Sherlock made a face, twitching the fingers of his hand near where John was obsessively smoothing. "I assume you called Mycroft?" He knew his brother wouldn't set foot near him in this state, not yet. He knew better.

"I didn't have to, actually. The nurses are already gossiping about the gift baskets they've received, apparently for their continued patience with you. I am not sure if I am amused or insulted on your behalf." he chuckled a bit, then sobered. "But he did call yes. He was...concerned, to say the least."

"No doubt trying to get me transferred to a private clinic where he could control every step of the process."

"He deferred to me, actually. Bit surprising, all things considered."

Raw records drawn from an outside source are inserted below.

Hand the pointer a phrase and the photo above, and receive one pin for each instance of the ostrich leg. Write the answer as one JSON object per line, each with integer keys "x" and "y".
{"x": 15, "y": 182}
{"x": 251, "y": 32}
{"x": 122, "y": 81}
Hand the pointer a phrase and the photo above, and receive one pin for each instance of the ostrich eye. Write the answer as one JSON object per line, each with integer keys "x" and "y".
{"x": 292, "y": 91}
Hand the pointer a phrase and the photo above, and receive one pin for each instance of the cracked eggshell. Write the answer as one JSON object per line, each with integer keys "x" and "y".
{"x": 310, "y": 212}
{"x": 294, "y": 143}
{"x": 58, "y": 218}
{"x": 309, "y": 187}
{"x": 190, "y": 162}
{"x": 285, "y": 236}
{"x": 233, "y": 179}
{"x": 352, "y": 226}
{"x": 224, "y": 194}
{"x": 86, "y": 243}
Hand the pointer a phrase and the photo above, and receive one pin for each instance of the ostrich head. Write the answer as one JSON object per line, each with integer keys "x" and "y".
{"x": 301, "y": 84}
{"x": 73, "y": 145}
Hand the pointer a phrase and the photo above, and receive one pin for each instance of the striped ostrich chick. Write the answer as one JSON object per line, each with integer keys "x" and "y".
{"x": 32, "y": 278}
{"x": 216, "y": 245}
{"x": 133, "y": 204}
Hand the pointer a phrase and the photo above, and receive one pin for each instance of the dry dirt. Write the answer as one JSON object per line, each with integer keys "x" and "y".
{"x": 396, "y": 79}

Sherlock swallowed down the sudden gratitude he felt. "And Lestrade? I trust he will be in shortly for a..statement?"

John shook his head and moved closer to the bed, and after an abortive attempt, actually grabbed his hand this time when Sherlock didn't twitch away. "No, no statements, not yet. Not for you. I'm due in a few hours, there's no need for more just yet. Not like we are worried about more bodies showing up at this point. The others, they just want you to get better."

Sherlock found himself unable to look away from their intertwined fingers.

"I can't remember enough for a statement." he blurted, and John gripped his hand tighter as he was betrayed by the blasted machine counting out his heart rate.

"It doesn't matter right now, Sherlock. It was the drug, I'd wager. It'd have to be some seriously powerful stuff to knock you for six. And we'd both be dead if you weren't the most stubborn, ridiculous man I've ever met."

He was oddly grateful that John didn't spit platitudes like the nurses had, that it was a blessing he couldn't remember, that he should count himself lucky.

"I was...afraid he'd killed you." Sherlock sighed, exhaustion catching up with him, making him sentimental, making his head sink back into the pillow.

"Likewise." John squeezed his hand again as his eyes fluttered closed. He expected the grip to vanish shortly thereafter, but it didn't.

He lingered there, allowing the pain medication to wrap him in a comfortable fog, listening to John breathe.

When he finally began to drift off, it was to the odd but welcome feeling of John's fingers running softly through his curls.